When you look at a scrape of skin under a microscope, you might see both parasites and flukes. If this is the case, you will need to decide which problem is worse (in this case, the flukes or the parasites) and treat that problem first. If a skin scrape shows a lot of different parasites, you may just need to change the water. This is because a lot of different diseases is a sign of bad water quality, unless you have added new fish without quarantining them first. When you have both a parasitic and a bacterial infection, it is usually best to treat the parasites first. When these external parasites die, they often leave small open wounds where they have penetrated the skin. These wounds can get infected again. This will cut down on the number of courses of antibiotics that need to be taken, but if the bacterial problem is the most urgent, treat it first.


  1. Watch out for the water temperature.
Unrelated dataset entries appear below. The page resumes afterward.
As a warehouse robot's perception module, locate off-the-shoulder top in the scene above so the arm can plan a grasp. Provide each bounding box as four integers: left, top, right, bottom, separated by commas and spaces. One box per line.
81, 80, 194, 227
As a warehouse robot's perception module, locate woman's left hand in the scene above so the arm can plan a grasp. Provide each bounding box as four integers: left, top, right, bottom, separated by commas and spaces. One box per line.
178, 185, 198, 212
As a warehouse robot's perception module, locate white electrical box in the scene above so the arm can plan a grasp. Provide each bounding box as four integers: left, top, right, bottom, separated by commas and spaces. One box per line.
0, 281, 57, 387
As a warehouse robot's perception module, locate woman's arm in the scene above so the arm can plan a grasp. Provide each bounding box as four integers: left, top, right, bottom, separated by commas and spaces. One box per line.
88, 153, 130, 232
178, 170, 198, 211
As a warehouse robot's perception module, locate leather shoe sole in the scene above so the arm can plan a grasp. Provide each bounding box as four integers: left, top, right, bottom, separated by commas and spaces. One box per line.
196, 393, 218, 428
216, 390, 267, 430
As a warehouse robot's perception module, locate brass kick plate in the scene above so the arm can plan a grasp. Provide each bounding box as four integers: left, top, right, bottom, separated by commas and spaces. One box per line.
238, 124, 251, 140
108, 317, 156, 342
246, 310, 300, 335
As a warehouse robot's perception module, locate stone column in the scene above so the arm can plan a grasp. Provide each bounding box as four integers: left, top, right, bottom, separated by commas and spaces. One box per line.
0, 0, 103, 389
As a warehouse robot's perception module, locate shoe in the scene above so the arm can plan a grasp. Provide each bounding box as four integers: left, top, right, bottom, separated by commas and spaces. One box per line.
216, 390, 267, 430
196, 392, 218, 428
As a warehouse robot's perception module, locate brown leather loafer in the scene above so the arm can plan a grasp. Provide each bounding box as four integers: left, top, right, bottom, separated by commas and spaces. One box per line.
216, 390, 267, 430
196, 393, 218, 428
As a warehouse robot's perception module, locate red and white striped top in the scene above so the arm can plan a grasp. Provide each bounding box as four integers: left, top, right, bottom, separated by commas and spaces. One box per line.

When it is cold, parasites, bacteria, and fish all have slower metabolisms. This is why fish eat less in the winter (coupled with the fact that they are generally much less active in the winter than in the warmer months.) In the same way, medicine will work slower in colder water, so it may take a little longer than usual for the treatment to work and you may need more than one course of treatment.

Because of these things, it can be hard to decide whether or not to use treatments in the winter. We have a responsibility to take care of our fish, so we suggest that you fix any problems in your pond now. If you don’t treat the parasite or bacteria, they may spread (slowly) and get a stronger hold, making it harder to treat when the water temperature does rise.

Even though it is safe to use Koi Care Formaldehyde at temperatures below 10°C, please store it and any other products that contain formaldehyde above this temperature.


  1. Feeding

As long as the fish are still eating, it is usually okay to feed them while they are being treated. But always follow the feeding instructions on the treatment’s label, and don’t be tempted to give too much food. If the fish are very sick and don’t seem to be eating much anyway, it would be best to stop feeding them for a few days at the start of treatment until they get their appetite back. This will keep the water quality from going down. In general, NT Labs’ food doesn’t react with treatments or change how filters work, so fish can be fed while treatments are going on in the pond or aquarium. Please remember that food that isn’t eaten will go bad and may pollute the water, which will lower the quality of the water. If fish aren’t interested, don’t feed them.

If, on the other hand, the biological filtration system is damaged by adding a treatment that isn’t used right or a medicine that hurts filter bacteria (all NT Labs products are safe for filters at their working concentration), feeding the fish could cause the levels of nitrite and ammonia to rise, which would lower the water quality and make the fish feel stressed. Check the water often during treatment and for the rest of its life. Routine testing of the water will show you how your pond’s natural cycles work and can help you find and fix a problem before it hurts your fish. Keeping an eye on your water while you are treating it will also let you know if the treatment has hurt the filter bacteria. If so, you can choose the right filter bacteria product to help the filter get better.


  1. Do what it says on the label of the bottle.

This could be the most important rule. The Veterinary Medicines Regulations say that the dosage rate and instructions must be written on the label of every animal medicine. Always follow these directions, measure the dose carefully, and don’t be tempted to add a little extra for good luck.

If you follow these rules, you should be able to treat your fish without any trouble. However, as the saying goes, “prevention is better than cure.” By testing for ammonia, nitrite, nitrate, pH, KH, and GH in your water on a regular basis, you can spot problems that are often caused by bad water quality. Sometimes all it takes to stop a disease or infection from spreading is to change the water, and regular testing can save you a lot of time and trouble in the long run.